Le Conseil de l'Europe, saisi d'une proposition de la Chambre des pouvoirs locaux, "invite sa Commission institutionnelle à entreprendre un monitoring général de la Belgique sur les questions de démocratie locale, en attachant une attention particulière à l'évolution des manquements à la Charte constatés par les rapporteurs au cours de leur mission d'enquête et de faire rapport à ce sujet".

Voilà la Belgique mise sous tutelle ! Elle, dont la Constitution de 1831 a servi d'exemple à plusieurs pays. Elle, qui est co-fondatrice de l'Europe. Et tout cela à cause de l'obsession "politico-psychiatrique" anti-francophone des politiciens flamands.

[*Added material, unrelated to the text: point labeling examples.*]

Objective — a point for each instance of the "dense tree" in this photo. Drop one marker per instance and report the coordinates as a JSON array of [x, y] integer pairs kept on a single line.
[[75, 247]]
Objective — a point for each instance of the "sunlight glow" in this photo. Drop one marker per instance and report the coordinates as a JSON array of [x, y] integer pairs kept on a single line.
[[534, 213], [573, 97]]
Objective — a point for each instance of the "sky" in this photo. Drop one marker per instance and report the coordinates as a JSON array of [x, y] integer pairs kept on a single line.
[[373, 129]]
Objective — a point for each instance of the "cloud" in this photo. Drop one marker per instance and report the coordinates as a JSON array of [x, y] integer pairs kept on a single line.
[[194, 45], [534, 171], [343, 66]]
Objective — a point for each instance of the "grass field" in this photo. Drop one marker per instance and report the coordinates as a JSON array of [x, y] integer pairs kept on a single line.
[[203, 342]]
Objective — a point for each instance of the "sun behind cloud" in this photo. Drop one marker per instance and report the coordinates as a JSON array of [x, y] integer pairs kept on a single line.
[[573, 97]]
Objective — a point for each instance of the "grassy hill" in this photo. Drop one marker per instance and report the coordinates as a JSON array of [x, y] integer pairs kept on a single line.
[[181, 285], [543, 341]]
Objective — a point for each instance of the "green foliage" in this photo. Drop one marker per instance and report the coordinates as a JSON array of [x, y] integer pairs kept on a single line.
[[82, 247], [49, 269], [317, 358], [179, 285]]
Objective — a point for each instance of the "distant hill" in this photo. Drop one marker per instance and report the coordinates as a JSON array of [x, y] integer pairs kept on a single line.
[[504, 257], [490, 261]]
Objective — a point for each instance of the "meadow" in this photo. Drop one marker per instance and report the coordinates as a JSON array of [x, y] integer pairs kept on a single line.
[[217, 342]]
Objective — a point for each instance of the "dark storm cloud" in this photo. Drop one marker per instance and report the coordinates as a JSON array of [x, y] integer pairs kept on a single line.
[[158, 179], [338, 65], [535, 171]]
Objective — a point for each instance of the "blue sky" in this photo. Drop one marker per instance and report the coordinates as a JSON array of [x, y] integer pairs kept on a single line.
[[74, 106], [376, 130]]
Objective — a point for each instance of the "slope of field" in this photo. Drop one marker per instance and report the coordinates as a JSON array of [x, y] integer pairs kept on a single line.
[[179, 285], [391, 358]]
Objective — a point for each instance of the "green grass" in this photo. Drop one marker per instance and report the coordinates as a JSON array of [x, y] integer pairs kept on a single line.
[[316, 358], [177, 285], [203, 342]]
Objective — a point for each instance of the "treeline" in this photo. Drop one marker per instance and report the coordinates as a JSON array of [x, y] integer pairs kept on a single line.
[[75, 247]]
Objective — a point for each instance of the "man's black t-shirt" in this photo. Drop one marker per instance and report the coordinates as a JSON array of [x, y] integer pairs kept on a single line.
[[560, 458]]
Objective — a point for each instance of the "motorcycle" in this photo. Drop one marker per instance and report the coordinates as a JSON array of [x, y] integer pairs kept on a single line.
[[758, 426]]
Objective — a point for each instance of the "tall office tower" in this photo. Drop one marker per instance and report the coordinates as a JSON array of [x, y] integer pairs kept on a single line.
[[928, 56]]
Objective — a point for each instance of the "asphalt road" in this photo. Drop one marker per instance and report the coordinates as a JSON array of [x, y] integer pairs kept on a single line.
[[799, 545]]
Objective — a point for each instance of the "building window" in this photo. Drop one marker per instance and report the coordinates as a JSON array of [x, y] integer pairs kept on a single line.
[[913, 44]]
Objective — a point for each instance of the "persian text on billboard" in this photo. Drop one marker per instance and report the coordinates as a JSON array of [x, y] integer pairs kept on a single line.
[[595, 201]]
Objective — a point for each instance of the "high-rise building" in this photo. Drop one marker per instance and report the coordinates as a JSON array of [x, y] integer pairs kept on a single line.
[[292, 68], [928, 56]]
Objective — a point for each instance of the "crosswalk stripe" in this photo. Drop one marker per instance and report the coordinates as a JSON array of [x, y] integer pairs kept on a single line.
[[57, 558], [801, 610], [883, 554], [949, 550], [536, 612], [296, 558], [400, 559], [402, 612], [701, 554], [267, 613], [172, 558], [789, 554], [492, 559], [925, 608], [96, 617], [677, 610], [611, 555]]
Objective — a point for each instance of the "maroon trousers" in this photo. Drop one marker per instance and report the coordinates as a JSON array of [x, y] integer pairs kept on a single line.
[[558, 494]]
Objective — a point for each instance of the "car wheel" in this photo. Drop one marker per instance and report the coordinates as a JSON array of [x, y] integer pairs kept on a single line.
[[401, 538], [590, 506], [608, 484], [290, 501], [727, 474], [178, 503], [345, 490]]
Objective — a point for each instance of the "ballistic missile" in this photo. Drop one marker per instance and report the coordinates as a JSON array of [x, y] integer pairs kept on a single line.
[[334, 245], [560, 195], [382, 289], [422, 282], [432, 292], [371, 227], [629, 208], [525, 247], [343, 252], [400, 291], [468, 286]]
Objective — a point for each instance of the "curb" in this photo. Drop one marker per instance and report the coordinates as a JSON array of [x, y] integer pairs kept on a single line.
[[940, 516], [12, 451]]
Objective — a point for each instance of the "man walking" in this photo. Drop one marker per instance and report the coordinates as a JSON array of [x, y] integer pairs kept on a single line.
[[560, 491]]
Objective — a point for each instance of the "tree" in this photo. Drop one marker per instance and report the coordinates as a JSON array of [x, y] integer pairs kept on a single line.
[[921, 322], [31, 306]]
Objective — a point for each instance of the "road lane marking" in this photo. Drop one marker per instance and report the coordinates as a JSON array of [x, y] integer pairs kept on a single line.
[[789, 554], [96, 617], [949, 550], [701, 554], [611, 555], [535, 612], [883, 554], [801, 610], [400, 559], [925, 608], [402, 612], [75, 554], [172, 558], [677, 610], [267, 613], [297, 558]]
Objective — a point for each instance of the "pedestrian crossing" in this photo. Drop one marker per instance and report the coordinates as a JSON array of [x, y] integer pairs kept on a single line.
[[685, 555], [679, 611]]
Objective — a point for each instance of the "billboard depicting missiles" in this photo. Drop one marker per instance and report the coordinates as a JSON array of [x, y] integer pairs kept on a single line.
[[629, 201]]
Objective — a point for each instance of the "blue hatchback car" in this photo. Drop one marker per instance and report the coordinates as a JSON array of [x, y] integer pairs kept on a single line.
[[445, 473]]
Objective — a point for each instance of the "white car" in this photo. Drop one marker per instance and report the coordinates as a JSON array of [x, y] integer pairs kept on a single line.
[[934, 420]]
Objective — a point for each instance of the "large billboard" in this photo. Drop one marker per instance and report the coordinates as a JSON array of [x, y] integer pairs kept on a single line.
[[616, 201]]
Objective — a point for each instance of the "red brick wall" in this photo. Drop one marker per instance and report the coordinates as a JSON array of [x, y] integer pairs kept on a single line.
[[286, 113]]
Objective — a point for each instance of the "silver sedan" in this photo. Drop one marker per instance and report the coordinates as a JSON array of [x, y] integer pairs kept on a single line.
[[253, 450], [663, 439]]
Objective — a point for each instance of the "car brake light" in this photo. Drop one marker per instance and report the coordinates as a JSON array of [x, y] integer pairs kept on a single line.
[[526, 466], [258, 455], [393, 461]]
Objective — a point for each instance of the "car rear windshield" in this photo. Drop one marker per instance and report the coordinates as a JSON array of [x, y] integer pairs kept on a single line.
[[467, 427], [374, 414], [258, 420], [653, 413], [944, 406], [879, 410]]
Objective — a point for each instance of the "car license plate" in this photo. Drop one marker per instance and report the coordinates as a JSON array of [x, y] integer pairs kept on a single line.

Le Conseil de l'Europe a également adopté une recommandation à l'adresse des autorités belges leur demandant d'inciter le ministre flamand Marino Keulen à nommer sans délai les trois bourgmestres de la périphérie bruxelloise.

Et maintenant ?

Le monde politique belge s'apprête à sceller le sort du pays après les élections régionales qui auront lieu en juin. La Flandre y sera demanderesse de plus de pouvoir sinon d'indépendance.

Que deviendront les Francophones de Flandre dans cette Belgique une fois de plus remodelée ?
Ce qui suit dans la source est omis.